I had an invitation to pop up to the new Jack Wills store in Bluewater for a store tour and to find out about the collections, so on a rainy Friday morning I headed out into the depths of Kent.
I hadn’t been to Bluewater for years, and I have to say, it’s not my dream shopping destination. Much as I enjoy clothes, I sort of hate the act of finding them. I’ve moved on from the Primark sieges of my callow youth, sitting on a bed piled high with cheap tat, feeling jittery and that I’d just wasted my money. These days, I employ military precision to minimise my time in, you know, actual shops, preferring a computer screen to shield me.
But I digress, and while Bluewater is never going to be to my taste, I appreciated two things: the abundance of my favourite eateries (Leon, Pinkberry, Cote and Lola’s Cupcakes) and the Jack Wills store itself. The store follows the Jack Wills aesthetic – cosy and quirky, with Persian rugs, striped lampshades and overstuffed armchairs tucked into corners, and shelves crammed full of dusty travel books and shining trophies. JW pulls off the ‘lifestyle brand’ concept extremely well, creating a series of rather charming, comfortable spaces with lovely staff (more on that later) and extremely wearable collections. The Bluewater store is a perfect addition – I was greeted by two delightful chaps, and staff around the store were all chatty and helpful. Each one I spoke to was beaming from ear to ear, talking about how excited they were to be working there, and how they ‘already felt like a family’.
Say the name ‘Jack Wills’ and you’ll often be faced with tuts and furrowed brows. The brand has long been associated with a very specific English stereotype, largely due to the proliferation of branded hoodies and sweatpants they (quite literally) made their name with. This is unfair and no longer apt for the company – look around any store and you’ll be greeted with the sight of cable knit lambswool jumpers, tweedy jackets, excellent quality shirts, and a soothing colour palette of damson, mustard and navy. Without a doubt, the brand has grown up significantly in the past few years, absorbing a lot of the aesthetic from sadly defunct sister brand Aubin and Wills. As various staff told me, a lot of the clothing doesn’t carry a huge amount of branding anymore, and is much more subtle.
Which brings me neatly to the Autumn/Winter collection. Again, JW never used to create very…inspiring collections. What wasn’t a branded hoodie or trackpant tended to fall into the ‘tasteful and inoffensive’ category. Bland, if you were being a little more cutting. Now, though, pieces are well-conceived, beautifully made, and hugely wearable. As ever, the collections aren’t trend based, meaning you’ll be able to wear them for years. It’s a tactile collection, everything feels fantastic and looks expensive. Which of course brings us onto the question of price points.
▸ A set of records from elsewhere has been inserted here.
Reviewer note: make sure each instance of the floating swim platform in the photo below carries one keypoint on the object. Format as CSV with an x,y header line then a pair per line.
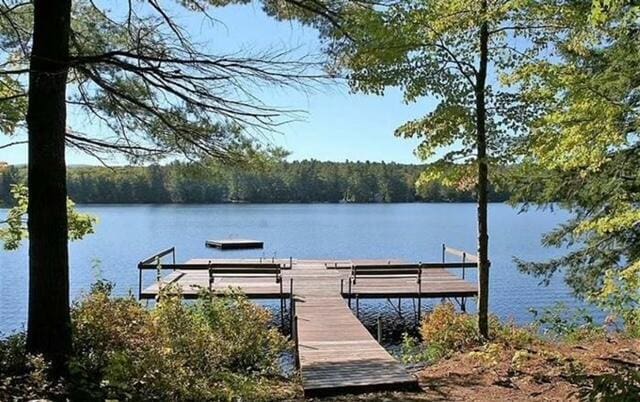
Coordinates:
x,y
234,244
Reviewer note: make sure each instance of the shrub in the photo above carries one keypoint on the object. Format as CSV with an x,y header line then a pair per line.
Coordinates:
x,y
449,330
23,376
219,348
560,323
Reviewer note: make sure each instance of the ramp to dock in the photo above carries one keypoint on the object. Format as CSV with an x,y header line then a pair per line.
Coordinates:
x,y
337,354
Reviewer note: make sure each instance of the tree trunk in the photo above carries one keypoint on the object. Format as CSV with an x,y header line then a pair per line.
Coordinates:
x,y
481,134
49,324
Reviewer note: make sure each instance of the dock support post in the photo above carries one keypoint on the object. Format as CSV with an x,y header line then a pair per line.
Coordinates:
x,y
139,282
464,259
281,305
290,304
295,337
444,251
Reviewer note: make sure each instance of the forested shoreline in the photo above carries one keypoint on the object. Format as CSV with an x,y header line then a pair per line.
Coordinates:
x,y
307,181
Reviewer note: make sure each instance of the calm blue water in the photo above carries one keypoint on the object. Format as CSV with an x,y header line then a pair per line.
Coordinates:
x,y
126,234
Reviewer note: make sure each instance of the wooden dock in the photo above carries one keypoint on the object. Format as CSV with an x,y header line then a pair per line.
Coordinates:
x,y
336,353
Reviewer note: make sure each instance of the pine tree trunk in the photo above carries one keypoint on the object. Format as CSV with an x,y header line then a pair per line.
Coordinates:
x,y
483,233
49,325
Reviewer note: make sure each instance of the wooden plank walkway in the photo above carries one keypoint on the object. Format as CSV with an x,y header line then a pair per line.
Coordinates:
x,y
337,354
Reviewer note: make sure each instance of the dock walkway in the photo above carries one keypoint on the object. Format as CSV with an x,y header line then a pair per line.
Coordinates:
x,y
336,352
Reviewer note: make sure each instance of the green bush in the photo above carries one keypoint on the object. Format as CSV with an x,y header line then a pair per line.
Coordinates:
x,y
450,330
570,325
219,348
22,376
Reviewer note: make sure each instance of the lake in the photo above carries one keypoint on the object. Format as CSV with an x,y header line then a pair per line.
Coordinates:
x,y
125,234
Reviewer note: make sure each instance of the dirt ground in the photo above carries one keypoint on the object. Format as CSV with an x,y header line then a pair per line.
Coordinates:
x,y
542,372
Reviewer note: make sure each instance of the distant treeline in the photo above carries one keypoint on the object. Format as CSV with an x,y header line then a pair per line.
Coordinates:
x,y
300,181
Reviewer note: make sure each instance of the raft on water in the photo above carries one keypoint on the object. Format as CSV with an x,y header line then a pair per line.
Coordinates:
x,y
234,244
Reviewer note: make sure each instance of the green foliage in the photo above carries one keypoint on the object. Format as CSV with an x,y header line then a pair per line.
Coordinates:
x,y
23,376
621,385
450,330
80,225
219,349
268,182
559,322
582,151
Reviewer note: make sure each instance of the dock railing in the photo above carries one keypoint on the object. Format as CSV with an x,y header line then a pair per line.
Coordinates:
x,y
214,268
154,263
382,271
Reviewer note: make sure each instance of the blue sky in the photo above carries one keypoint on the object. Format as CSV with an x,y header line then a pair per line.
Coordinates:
x,y
336,125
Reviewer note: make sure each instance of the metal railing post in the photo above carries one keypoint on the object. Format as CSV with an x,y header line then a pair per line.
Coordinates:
x,y
464,258
444,251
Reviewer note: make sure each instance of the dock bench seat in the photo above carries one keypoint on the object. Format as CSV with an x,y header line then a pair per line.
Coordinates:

Another criticism of JW has been the cry of ‘but it’s SO over-priced!’ and sure, items may be a little more expensive than a standard high street store, but that’s purely reflective of the quality of the garment. We’re talking £70ish for a 100% lambswool sweater, £50 for a 100% cotton dress, £140 for a proper waxed jacket with ludicrously warm lining. While not all of JW is produced within the UK at the moment, they collaborate with classic Brit brands such as Christy’s and Fox Brothers where possible. They aim to move production within the UK and currently sponsor their own flock of sheep.
I was very kindly given a gift card on Friday, and actually ended up spending it Saturday on a Winter coat after wandering into the JW in Tunbridge Wells. I don’t know whether it’s a result of great staff training or them only hiring a certain type of person, but every single member of staff I’ve spoken to has been absolutely delightful. They’re helpful but not pushy, ready to leave you to it if you want, or willing to engage in chat if you are. For a shop-hater, it made a very compelling argument for why internet shopping just doesn’t quite cut it. All in all, I’ve been bowled over by the brand. The clothes look great: fantastic quality, classic pieces. But most of all, the staff make it a truly wonderful brand. They’re the lifeblood of Jack Wills, and they’re what will keep me loyal to the store, shunning my computer in favour of buying lovely clothes from truly lovely people.
If you’ve been one of those vocal anti-JW types, I’d say forget what you thought you knew and give them a chance. You’ll probably be surprised.